On Monday I mentioned Atlantic Bridge, a pseudo educational charity set up to fund, among other things, Werritty's trips with the Minister of Defence, Liam Fox, trips he should not have actually been on since he had not been vetted by Whitehall. Atlantic Bridge, whose honorary president was Margaret Thatcher, was financed by Jewish businessmen until it was closed down by the Charity Commission. Today Craig Murray has once again broken a piece of news the type of which very rarely gets seen in the newspapers or on television. Quite rightly he asks where people get their news, because in this day and age they are not getting the whole news. Himself a former ambassador to Uzbekistan, Craig Murray has repeatedly and determinedly questioned the goings on of ministers and ambassadors and in particular the relationship between Matthew Gould the British (Jewish) ambassador to Israel. The interests an ambassador should be pursuing are those of the country he represents, but increasingly it seems that Matthew Gould's main interest lies in his support for Israel's stance on waging war in Iran, a country in which Gould formerly worked as Deputy Head of the Division in Tehran at the British Embassy.

This latest revelation regards requested information under a freedom of information request to the Foreign and Commonwealth Office. His request was responded to but the documents requested were only commented upon, and copies were not actually sent to the former ambassador. It is clear from Craig Murray's persistence that Gould and Werrity have met together with David Miilband, and also with William Hague, in Gould's former roles as speechwriter and private secretary. Murray raises the question of the role of Werritty at these meetings, since none of them was minuted, and Secretaries of State are also heads of MI6. He speculates, quite rightly, as to whether Werritty was acting in liason with other secret services like MOSSAD.

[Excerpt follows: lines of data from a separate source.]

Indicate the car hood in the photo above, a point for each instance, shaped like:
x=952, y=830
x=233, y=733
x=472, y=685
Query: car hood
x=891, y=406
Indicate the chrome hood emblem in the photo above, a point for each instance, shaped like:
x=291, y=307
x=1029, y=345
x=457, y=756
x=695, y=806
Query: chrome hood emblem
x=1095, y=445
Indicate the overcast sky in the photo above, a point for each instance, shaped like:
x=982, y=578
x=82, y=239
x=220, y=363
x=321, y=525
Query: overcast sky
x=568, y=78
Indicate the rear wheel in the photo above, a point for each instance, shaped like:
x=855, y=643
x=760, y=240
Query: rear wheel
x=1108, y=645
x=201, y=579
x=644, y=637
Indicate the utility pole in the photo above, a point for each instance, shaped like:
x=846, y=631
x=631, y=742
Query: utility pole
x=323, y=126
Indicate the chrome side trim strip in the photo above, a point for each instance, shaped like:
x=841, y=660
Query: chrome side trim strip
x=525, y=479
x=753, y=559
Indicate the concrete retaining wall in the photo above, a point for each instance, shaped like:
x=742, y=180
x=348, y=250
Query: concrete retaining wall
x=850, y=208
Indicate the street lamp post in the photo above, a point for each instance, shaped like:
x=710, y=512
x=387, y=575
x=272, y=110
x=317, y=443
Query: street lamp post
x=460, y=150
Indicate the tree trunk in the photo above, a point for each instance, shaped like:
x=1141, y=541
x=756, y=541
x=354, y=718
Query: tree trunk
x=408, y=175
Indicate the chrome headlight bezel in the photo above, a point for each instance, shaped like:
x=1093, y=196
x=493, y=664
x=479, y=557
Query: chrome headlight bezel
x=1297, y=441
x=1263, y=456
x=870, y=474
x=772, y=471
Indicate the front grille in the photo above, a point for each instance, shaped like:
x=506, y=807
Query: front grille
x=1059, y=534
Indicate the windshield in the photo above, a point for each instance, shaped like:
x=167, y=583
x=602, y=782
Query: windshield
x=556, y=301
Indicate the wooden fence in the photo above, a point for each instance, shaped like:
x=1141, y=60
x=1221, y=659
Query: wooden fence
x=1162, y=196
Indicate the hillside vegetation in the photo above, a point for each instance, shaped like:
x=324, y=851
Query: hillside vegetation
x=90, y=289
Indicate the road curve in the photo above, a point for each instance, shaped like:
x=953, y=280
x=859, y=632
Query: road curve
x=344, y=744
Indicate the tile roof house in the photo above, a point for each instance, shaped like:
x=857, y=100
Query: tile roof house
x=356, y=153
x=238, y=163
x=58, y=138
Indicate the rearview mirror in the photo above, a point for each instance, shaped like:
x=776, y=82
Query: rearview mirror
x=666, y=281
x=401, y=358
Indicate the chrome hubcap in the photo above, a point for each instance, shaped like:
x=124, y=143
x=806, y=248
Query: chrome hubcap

Wednesday, February 1, 2012

Moseley Bog and Sarehole Mill

January daffodils in Moseley Bog

My dogs love Moseley Bog. It is steeped in history, not that they would care one way or another, but it is in an area where Tolkien spent his early years, and the house Tolkien lived in is only a three hundred yards from one of the entrances to the bog. Tolkien scholars inform that the bog and other places of interest are woven into his fantasies. Another feature of the area is Sarehole Mill, which is even closer to where Tolkien lived.

Sarehole Mill last week

Sarehole Mill was once in the hands of Matthew Boulton's father, also called Matthew, during the 1750s. Boulton is as responsible as any single individual for the prosperity of Birmingham, and together with James Watt, they gained fame for, among other advancements, revolutionary improvements to the steam engine. Boulton, however, was not the only entrepreneur with connections to Sarehole Mill. John Baskerville, who gave his name to a typeface, lived with the mill proprietor's wife, Sarah Eaves, for many years. He married her when her husband died. Recently she gave her name to a typeface too, Mrs Eaves.

Sarah Eaves was hired as Baskerville's housekeeper and they "lived in sin" at a time when living in sin really was a sin. Boulton too, was not in favour with the church, having married Ann Robinson, sister of his first wife Mary following Mary's death, both very wealthy young women. In those days this would be considered incestuous. It might not incorrectly be conjectured that it was the Robinson wealth that built the famous Soho works.

So when I walk the dogs around Moseley Bog and along the River Cole I am aware of the fascinating history on my doorstep.